Zorko Albert, Frühwirth Matthias, Goswami Nandu, Moser Maximilian, Levnajić Zoran
Complex Systems and Data Science Lab, Faculty of Information Studies in Novo Mesto, Novo Mesto, Slovenia.
Human Research Institute, Weiz, Austria.
Front Physiol. 2020 Jan 17;10:1554. doi: 10.3389/fphys.2019.01554. eCollection 2019.
Automatically determining when a person falls asleep from easily available vital signals is important, not just for medical applications but also for practical ones, such as traffic safety or smart homes. Heart dynamics and respiration cycle couple differently during sleep and awake. Specifically, respiratory modulation of heart rhythm or (RSA) is more prominent during sleep, as both sleep and RSA are connected to strong vagal activity. The onset of sleep can be recognized or even predicted as the increase of cardio-respiratory coupling. Here, we employ this empirical fact to design a method for detecting the change of consciousness status (sleep/awake) based only on heart rate variability (HRV) data. Our method relies on quantifying the (self)similarity among - short chunks of HRV time series - whose "shapes" are related to the respiration cycle. To test our method, we examine the HRV data of 75 healthy individuals recorded with microsecond precision. We find distinctive patterns stable across age and sex, that are not only indicative of sleep and awake, but allow to pinpoint the change from awake to sleep almost immediately. More systematic analysis along these lines could lead to a reliable prediction of sleep.

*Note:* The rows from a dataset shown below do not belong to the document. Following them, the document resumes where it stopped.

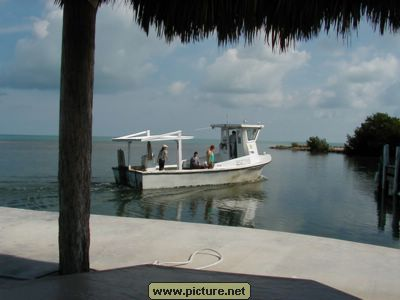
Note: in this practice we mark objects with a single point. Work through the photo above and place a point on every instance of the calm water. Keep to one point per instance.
(324, 195)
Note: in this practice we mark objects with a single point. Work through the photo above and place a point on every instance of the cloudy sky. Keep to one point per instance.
(324, 87)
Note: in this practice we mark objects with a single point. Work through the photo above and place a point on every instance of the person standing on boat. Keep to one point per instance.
(232, 145)
(195, 161)
(162, 157)
(210, 157)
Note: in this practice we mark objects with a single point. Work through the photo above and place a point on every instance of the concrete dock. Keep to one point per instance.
(29, 249)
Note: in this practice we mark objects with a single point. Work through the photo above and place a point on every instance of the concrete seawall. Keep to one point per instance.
(365, 271)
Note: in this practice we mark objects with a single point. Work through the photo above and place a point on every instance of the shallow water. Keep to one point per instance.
(325, 195)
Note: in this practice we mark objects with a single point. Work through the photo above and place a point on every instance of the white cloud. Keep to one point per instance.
(177, 87)
(358, 84)
(124, 54)
(40, 28)
(252, 75)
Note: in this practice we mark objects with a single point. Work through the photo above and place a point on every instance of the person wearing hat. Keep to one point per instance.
(162, 157)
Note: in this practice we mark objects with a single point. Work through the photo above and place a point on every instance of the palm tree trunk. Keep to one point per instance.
(75, 135)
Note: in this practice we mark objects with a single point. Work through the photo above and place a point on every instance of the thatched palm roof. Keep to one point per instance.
(282, 22)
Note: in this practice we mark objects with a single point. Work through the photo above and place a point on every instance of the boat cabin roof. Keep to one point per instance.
(145, 136)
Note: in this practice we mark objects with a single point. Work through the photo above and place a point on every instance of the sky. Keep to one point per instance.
(323, 87)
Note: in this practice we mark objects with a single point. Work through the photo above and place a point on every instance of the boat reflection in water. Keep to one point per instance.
(233, 205)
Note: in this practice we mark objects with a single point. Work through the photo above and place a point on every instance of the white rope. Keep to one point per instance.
(211, 252)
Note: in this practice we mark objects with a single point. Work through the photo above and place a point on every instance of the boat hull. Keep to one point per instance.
(195, 177)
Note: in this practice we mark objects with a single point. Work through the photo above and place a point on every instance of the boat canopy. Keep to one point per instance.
(145, 136)
(235, 126)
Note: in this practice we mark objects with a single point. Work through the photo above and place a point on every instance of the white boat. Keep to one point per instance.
(236, 160)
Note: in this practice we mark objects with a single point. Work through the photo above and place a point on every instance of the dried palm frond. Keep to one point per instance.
(282, 22)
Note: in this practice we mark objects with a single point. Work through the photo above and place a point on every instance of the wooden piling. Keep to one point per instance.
(396, 173)
(385, 162)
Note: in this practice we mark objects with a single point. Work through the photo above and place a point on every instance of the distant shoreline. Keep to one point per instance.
(333, 149)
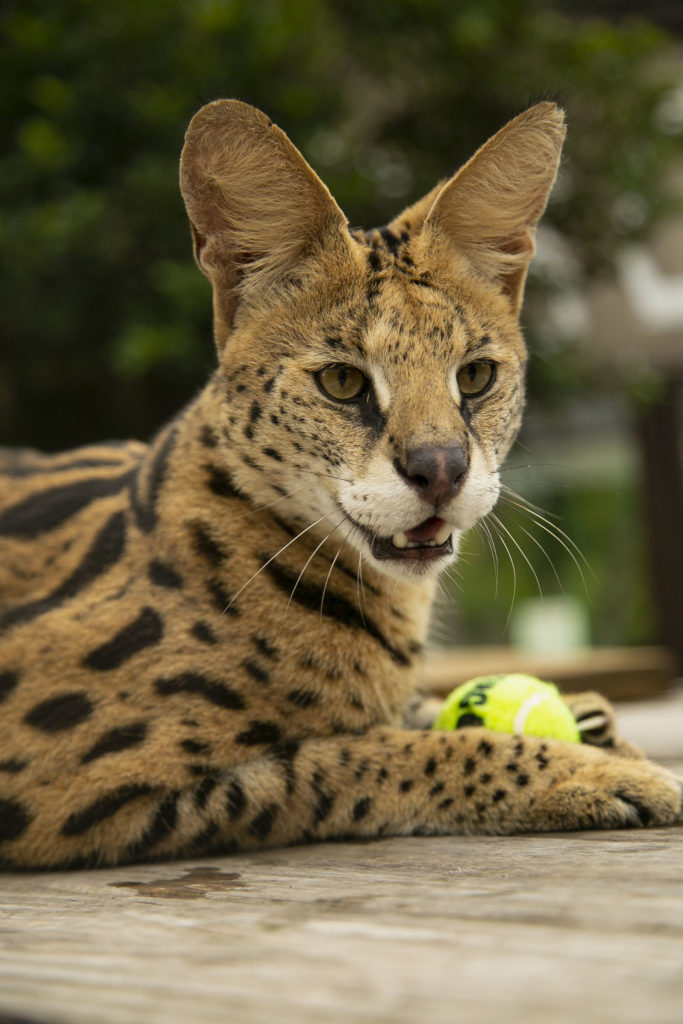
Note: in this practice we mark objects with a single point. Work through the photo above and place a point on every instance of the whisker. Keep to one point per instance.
(521, 551)
(307, 563)
(494, 551)
(560, 538)
(548, 558)
(359, 588)
(327, 581)
(512, 566)
(272, 557)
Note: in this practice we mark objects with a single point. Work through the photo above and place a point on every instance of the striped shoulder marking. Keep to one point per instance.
(104, 552)
(49, 508)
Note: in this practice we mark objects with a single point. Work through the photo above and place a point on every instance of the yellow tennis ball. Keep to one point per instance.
(514, 704)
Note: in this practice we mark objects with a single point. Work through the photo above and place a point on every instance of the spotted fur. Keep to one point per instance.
(207, 643)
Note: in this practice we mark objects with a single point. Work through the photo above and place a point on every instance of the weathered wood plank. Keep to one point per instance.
(400, 930)
(526, 929)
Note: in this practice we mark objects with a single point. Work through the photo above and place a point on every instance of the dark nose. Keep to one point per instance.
(437, 473)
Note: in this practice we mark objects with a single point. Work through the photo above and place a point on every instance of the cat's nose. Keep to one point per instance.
(436, 472)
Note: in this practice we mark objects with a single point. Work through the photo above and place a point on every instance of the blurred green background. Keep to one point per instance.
(104, 322)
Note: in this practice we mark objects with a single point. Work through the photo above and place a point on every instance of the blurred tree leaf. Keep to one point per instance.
(104, 322)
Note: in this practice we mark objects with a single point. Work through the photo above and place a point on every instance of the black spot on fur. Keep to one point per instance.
(163, 576)
(302, 698)
(145, 508)
(102, 808)
(120, 738)
(261, 826)
(260, 732)
(204, 791)
(207, 436)
(195, 747)
(323, 807)
(145, 631)
(60, 713)
(374, 261)
(8, 681)
(48, 509)
(237, 801)
(14, 819)
(361, 808)
(255, 412)
(221, 599)
(390, 241)
(104, 551)
(202, 632)
(266, 647)
(191, 682)
(205, 545)
(256, 672)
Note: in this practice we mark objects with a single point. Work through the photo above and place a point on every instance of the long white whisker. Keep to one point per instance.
(521, 552)
(327, 581)
(541, 547)
(560, 538)
(272, 557)
(494, 551)
(358, 587)
(512, 566)
(307, 563)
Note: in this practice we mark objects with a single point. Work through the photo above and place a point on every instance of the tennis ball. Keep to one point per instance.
(514, 704)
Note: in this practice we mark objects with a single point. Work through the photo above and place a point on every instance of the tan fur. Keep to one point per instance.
(200, 648)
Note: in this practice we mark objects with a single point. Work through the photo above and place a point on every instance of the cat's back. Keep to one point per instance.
(48, 503)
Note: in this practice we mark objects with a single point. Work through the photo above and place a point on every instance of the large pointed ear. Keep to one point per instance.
(489, 210)
(254, 204)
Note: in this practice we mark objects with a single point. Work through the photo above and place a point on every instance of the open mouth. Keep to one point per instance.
(430, 539)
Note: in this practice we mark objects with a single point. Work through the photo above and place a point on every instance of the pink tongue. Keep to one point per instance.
(427, 530)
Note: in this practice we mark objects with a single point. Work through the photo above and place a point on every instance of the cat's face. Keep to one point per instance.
(328, 400)
(370, 384)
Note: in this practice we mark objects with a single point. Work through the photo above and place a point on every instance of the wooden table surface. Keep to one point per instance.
(554, 929)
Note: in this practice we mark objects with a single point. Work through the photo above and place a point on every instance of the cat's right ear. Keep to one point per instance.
(255, 206)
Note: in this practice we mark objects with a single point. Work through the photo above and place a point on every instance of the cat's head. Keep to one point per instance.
(372, 381)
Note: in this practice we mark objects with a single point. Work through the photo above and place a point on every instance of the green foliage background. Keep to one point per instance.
(104, 325)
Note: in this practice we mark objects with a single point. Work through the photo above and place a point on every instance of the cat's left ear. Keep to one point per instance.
(255, 206)
(489, 210)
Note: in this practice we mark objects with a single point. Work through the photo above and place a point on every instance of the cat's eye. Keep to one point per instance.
(476, 377)
(342, 382)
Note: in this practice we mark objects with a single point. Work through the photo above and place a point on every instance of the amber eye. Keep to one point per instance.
(341, 382)
(475, 378)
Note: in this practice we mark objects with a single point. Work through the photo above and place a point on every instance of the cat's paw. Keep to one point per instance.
(597, 724)
(611, 793)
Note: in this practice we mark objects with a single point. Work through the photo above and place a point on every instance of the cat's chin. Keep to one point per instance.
(425, 550)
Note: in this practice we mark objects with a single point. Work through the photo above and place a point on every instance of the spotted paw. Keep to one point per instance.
(610, 793)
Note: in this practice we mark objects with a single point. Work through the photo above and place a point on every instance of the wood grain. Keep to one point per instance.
(554, 929)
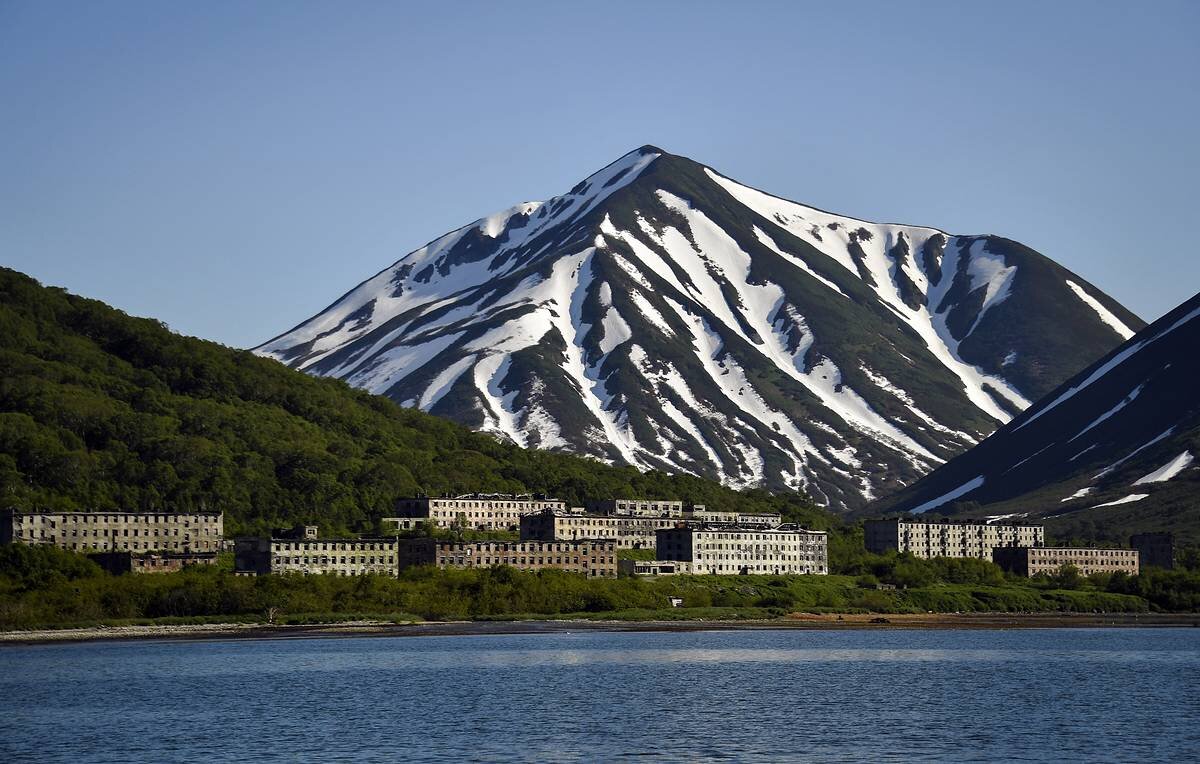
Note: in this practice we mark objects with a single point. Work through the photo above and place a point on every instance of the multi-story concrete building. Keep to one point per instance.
(118, 563)
(333, 557)
(479, 511)
(637, 507)
(725, 549)
(927, 539)
(629, 533)
(678, 510)
(594, 559)
(1033, 560)
(115, 531)
(1155, 549)
(700, 513)
(653, 567)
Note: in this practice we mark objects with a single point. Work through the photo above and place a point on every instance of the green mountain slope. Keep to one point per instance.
(107, 411)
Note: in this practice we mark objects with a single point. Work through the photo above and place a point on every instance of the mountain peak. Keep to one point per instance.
(684, 322)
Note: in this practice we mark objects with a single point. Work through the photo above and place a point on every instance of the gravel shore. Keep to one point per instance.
(797, 620)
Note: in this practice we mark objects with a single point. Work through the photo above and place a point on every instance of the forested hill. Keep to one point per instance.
(107, 411)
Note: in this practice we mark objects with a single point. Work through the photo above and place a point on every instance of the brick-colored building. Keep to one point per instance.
(115, 531)
(594, 559)
(477, 511)
(725, 549)
(1035, 560)
(333, 557)
(931, 539)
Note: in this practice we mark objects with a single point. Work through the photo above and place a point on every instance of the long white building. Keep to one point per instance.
(745, 551)
(115, 531)
(477, 511)
(930, 539)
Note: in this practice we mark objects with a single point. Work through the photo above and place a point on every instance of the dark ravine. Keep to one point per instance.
(1109, 452)
(664, 316)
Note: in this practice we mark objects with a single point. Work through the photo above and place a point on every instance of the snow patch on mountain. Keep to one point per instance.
(1101, 311)
(949, 495)
(1129, 499)
(1168, 470)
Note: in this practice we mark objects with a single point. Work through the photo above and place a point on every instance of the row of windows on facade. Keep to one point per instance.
(505, 560)
(77, 517)
(136, 545)
(777, 569)
(327, 560)
(333, 546)
(97, 533)
(810, 558)
(517, 546)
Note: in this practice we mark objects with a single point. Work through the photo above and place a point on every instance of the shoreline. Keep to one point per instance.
(801, 621)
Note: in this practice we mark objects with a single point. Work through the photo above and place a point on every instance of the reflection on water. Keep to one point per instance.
(893, 696)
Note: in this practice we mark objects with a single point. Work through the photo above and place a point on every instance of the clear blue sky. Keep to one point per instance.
(231, 168)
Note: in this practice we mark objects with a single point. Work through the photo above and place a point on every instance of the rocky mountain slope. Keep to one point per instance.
(664, 316)
(1114, 447)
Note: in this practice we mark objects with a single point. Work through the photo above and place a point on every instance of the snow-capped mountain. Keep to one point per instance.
(665, 316)
(1119, 439)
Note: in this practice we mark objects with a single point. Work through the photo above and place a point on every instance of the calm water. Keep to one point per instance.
(1054, 695)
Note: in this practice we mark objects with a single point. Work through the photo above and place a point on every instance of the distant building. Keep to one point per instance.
(931, 539)
(298, 531)
(629, 533)
(115, 531)
(700, 513)
(478, 511)
(1155, 549)
(1033, 560)
(594, 559)
(725, 549)
(119, 563)
(677, 510)
(322, 557)
(653, 567)
(636, 507)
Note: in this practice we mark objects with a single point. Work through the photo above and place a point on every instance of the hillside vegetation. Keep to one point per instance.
(45, 587)
(101, 410)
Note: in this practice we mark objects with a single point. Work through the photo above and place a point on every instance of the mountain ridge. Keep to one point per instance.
(1110, 451)
(666, 316)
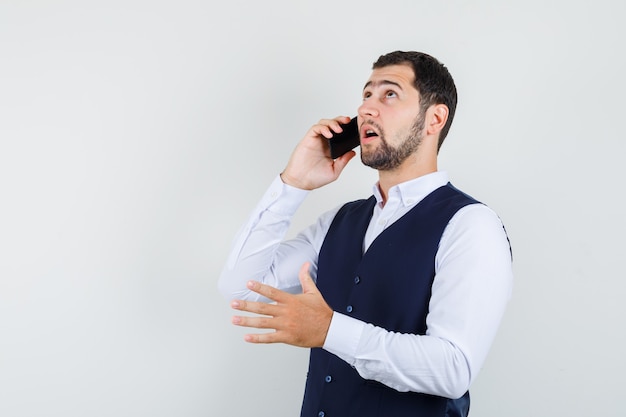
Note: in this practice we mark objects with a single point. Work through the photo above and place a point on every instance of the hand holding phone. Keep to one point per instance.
(345, 141)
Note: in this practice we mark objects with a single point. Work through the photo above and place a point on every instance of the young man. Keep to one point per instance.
(399, 295)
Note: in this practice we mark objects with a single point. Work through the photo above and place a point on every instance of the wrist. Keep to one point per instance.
(289, 180)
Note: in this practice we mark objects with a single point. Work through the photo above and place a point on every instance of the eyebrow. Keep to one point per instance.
(381, 82)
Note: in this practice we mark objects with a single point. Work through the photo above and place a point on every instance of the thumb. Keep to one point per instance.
(308, 286)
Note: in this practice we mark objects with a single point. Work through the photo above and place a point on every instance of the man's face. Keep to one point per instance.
(390, 121)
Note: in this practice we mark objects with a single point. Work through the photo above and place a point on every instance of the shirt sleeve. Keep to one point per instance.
(471, 288)
(259, 251)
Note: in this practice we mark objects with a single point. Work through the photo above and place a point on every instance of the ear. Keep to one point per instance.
(436, 118)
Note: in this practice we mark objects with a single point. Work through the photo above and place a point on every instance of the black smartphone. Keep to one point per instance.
(345, 141)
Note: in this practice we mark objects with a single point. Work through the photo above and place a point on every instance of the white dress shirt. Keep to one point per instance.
(472, 285)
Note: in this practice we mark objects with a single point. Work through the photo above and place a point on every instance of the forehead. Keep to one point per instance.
(401, 75)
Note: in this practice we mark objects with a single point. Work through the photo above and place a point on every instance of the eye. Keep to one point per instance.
(391, 94)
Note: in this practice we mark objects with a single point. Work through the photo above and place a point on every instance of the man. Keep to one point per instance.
(400, 295)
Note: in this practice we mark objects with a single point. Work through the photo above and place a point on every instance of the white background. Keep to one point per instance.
(136, 136)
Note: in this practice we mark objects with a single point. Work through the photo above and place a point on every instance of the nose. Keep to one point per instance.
(368, 109)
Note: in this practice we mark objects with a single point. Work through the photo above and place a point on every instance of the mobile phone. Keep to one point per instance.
(345, 141)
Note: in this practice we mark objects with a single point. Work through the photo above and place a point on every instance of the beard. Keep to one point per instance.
(387, 158)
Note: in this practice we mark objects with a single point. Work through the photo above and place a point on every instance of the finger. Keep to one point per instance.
(254, 307)
(329, 127)
(272, 337)
(267, 291)
(254, 322)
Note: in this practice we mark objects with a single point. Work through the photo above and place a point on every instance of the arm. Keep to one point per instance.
(259, 252)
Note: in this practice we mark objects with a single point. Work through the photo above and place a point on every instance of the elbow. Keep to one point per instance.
(459, 378)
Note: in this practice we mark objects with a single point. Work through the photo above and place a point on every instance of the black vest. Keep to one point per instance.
(388, 286)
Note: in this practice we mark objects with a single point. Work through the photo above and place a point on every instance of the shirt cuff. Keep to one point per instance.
(283, 199)
(343, 337)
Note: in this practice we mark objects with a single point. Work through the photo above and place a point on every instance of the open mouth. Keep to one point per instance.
(369, 133)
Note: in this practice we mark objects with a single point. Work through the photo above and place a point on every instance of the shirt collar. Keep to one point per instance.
(413, 191)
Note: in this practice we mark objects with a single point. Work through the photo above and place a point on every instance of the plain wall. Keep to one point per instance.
(136, 136)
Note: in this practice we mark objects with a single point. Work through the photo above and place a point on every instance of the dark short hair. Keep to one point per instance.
(432, 80)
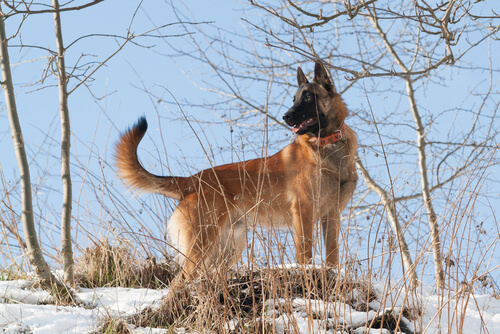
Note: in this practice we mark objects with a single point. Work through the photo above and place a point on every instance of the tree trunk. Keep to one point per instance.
(431, 215)
(66, 245)
(35, 255)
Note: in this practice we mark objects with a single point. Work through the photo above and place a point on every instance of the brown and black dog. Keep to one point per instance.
(310, 180)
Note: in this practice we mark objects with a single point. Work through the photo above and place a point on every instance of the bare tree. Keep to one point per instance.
(66, 244)
(36, 258)
(375, 48)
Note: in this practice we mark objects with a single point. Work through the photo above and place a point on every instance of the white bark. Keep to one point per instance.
(66, 246)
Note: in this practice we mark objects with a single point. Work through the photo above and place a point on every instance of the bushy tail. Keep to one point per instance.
(131, 171)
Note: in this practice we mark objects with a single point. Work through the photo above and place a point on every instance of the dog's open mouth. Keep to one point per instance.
(304, 124)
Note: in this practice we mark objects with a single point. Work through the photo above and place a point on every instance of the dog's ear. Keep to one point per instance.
(301, 78)
(322, 77)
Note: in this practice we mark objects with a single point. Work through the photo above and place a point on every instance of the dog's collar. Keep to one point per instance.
(334, 137)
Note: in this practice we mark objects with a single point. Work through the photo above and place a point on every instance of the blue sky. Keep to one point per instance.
(118, 95)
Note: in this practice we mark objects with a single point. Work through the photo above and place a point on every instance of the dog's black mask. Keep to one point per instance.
(305, 116)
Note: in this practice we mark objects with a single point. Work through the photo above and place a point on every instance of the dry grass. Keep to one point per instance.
(106, 265)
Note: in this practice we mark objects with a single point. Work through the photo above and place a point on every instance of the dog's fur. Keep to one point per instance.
(296, 187)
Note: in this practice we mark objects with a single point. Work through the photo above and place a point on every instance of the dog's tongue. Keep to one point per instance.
(304, 124)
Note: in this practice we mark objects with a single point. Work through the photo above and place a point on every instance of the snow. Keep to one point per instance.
(23, 310)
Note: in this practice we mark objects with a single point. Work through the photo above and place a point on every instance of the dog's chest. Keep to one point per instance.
(334, 163)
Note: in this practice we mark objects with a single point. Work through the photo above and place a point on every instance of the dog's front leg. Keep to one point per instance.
(331, 225)
(303, 228)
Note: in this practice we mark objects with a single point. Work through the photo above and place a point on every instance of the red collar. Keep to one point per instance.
(331, 138)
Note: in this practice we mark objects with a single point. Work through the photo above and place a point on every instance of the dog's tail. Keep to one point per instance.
(134, 175)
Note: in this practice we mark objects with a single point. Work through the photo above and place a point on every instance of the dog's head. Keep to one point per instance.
(314, 110)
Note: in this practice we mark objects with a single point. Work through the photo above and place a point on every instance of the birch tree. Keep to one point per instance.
(374, 49)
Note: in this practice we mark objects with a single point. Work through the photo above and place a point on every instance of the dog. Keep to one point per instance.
(310, 180)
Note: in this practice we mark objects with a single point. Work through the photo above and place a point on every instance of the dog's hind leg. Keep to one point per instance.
(303, 236)
(331, 225)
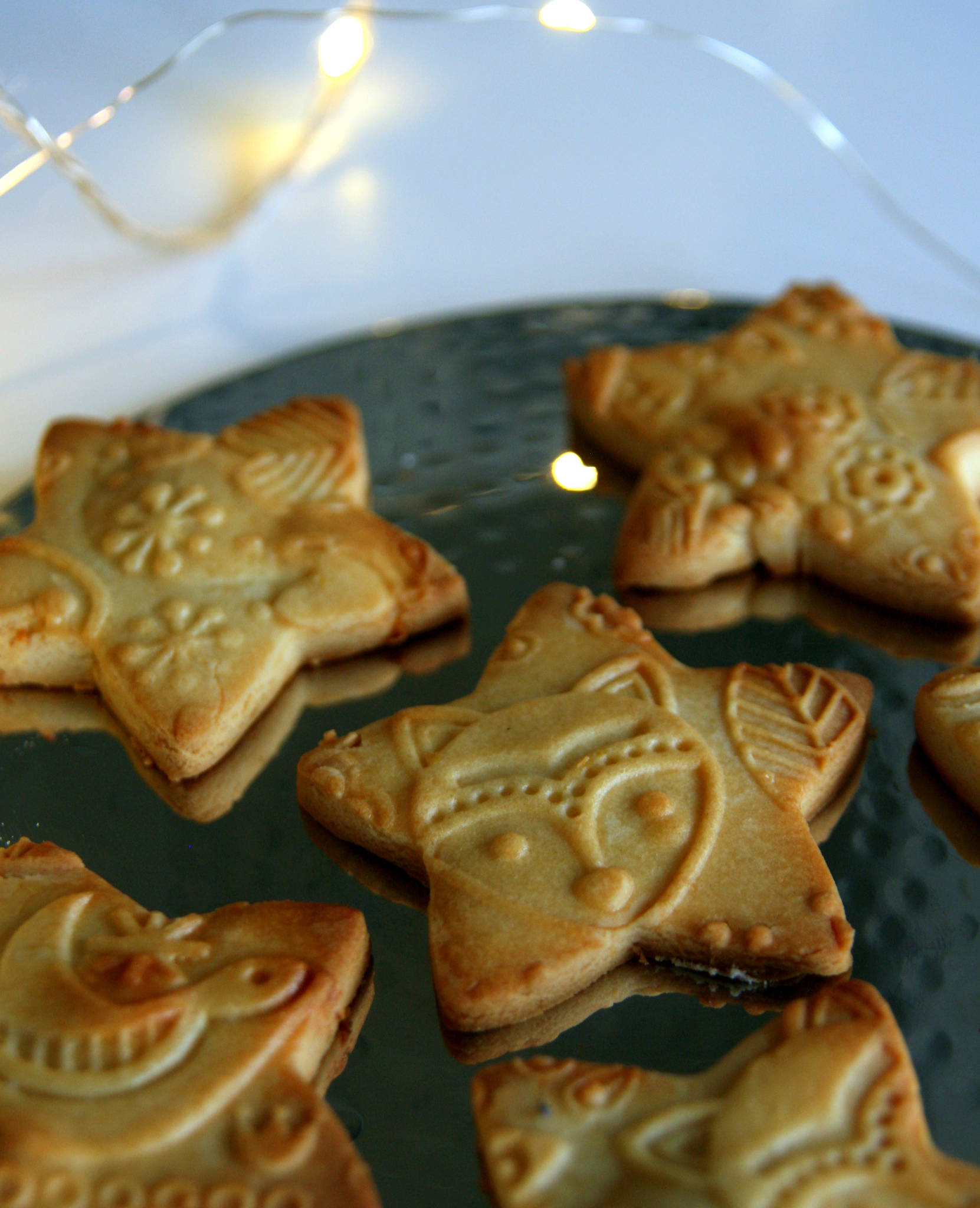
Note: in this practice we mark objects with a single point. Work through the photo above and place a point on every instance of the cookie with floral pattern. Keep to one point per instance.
(189, 576)
(808, 440)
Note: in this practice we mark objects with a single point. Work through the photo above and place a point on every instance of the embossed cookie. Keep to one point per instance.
(820, 1108)
(948, 724)
(154, 1061)
(805, 439)
(189, 576)
(594, 797)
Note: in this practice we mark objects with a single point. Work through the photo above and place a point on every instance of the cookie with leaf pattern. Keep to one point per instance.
(805, 439)
(189, 576)
(818, 1109)
(160, 1062)
(948, 724)
(594, 799)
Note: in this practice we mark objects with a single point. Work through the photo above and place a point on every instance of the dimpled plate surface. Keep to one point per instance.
(463, 419)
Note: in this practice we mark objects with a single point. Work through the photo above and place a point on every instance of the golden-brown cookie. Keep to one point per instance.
(211, 795)
(951, 815)
(592, 797)
(189, 576)
(154, 1061)
(818, 1109)
(807, 439)
(948, 724)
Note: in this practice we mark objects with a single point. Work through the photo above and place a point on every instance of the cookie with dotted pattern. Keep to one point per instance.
(189, 576)
(594, 799)
(805, 439)
(821, 1107)
(150, 1062)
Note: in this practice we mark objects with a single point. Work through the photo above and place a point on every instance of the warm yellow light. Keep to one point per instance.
(342, 46)
(572, 474)
(572, 15)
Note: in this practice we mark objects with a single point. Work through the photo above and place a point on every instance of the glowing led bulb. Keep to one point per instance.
(572, 474)
(342, 46)
(573, 15)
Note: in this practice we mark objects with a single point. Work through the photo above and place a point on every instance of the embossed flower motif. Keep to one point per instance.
(155, 532)
(181, 644)
(879, 480)
(814, 410)
(146, 951)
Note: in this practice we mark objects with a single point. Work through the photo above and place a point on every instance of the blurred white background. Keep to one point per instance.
(463, 167)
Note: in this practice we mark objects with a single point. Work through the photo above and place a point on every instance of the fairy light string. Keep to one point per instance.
(572, 16)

从易于获取的生命体征自动确定一个人何时入睡不仅对医学应用很重要,对交通安全或智能家居等实际应用也很重要。睡眠和清醒时心脏动力学和呼吸周期的耦合方式不同。具体而言,睡眠期间心律的呼吸调制或呼吸性窦性心律不齐(RSA)更为显著,因为睡眠和RSA都与强烈的迷走神经活动有关。睡眠的开始可以被识别甚至预测为心肺耦合的增加。在此,我们利用这一经验事实设计了一种仅基于心率变异性(HRV)数据检测意识状态(睡眠/清醒)变化的方法。我们的方法依赖于量化HRV时间序列的短片段之间的(自)相似性,这些片段的“形状”与呼吸周期有关。为了测试我们的方法,我们检查了以微秒精度记录的75名健康个体的HRV数据。我们发现了在年龄和性别上都稳定的独特模式,这些模式不仅表明睡眠和清醒状态,还能几乎立即确定从清醒到睡眠的转变。沿着这些思路进行更系统的分析可能会实现对睡眠的可靠预测。